Closed Xiaole-An closed 2 months ago

Xiaole-An commented 3 months ago

Hello, I am using the description in the README to reproduce your code.

During this process, I encountered some issues. I don't know why the acc_f is showing up as nan. I made some changes to the code and I'm not sure if these changes are related to the acc_f being nan.

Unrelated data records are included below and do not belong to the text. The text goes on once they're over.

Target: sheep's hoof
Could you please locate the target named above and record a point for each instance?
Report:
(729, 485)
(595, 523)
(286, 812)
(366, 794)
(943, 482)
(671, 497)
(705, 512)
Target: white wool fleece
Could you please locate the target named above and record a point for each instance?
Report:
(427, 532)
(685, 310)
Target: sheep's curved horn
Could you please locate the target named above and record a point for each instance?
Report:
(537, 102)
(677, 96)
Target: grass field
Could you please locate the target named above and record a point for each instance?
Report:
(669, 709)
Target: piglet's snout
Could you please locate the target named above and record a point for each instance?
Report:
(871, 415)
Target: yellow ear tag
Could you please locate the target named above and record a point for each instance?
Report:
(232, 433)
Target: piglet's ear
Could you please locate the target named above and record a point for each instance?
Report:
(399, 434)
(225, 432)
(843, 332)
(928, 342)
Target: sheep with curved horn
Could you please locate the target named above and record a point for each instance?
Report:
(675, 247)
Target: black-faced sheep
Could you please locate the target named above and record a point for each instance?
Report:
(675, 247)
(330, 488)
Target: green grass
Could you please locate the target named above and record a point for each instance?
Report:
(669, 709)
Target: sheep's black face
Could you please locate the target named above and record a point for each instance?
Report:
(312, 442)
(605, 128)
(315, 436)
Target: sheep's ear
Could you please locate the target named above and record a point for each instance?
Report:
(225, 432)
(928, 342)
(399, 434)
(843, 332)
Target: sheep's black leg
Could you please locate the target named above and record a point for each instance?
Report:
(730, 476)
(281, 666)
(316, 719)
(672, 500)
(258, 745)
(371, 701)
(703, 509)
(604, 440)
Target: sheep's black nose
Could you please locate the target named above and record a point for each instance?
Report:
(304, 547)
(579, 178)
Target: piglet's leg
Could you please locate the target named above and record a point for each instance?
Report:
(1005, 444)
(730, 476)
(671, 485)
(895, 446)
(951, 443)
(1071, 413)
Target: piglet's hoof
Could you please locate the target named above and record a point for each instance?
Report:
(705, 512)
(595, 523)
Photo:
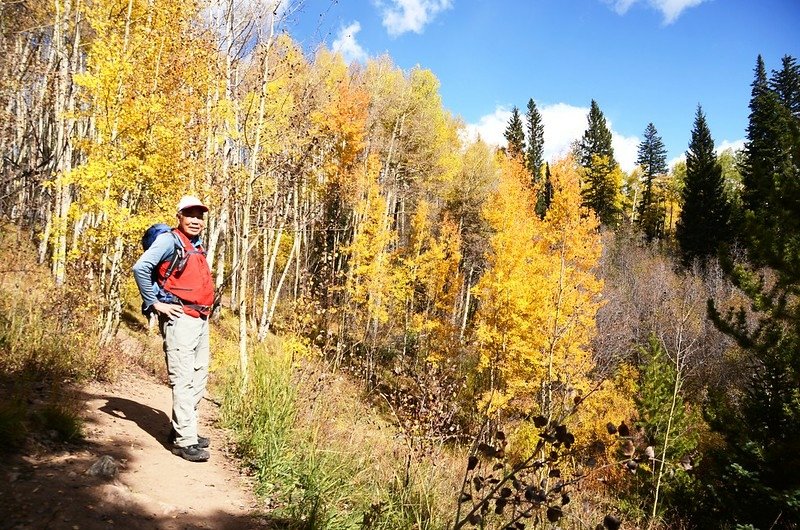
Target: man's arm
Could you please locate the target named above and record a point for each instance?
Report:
(161, 250)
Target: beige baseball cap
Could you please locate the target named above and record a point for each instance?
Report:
(190, 201)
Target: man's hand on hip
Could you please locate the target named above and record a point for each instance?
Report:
(169, 310)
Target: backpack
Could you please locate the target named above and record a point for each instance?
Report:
(149, 237)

I made the following changes:

  1. On line 161 of 'augumentation.py', I changed im = np.rot90(im) to im = cv2.rotate(im, cv2.ROTATE_90_CLOCKWISE) to avoid errors during training.
  2. In utils.py, line 36, I changed data = np.array(h5py.File(f, 'r')['/depth']) to data = np.array(h5py.File(f, 'r')['/depth'], dtype=np.float32) to avoid errors during training.

Besides the changes mentioned, I did not modify anything else, but acc_f still shows nan. Could you explain why this might be happening?

Xiaole-An commented 3 months ago

Hmm, after training for around 1000 iterations, acc_f is no longer nan. Has the author encountered this situation before, and what do you think about this behavior?

guipotje commented 2 months ago

Hello @Xiaole-An, this is expected at the beginning since the accuracy starts at zero due to random guessing. After a few iterations, the network begins to correctly estimate some offsets. The initial NaN values occur because the accuracy calculation results in NaN when there are no correct predictions.

Xiaole-An commented 2 months ago

@guipotje thanks. Thank you for your response. I will continue to study and implement your code. The method you proposed looks quite effective. If I encounter any further issues, I will reach out to you. Thank you for your contribution.

guipotje commented 2 months ago

Thank you! Feel free to open other issue if you encounter another issue.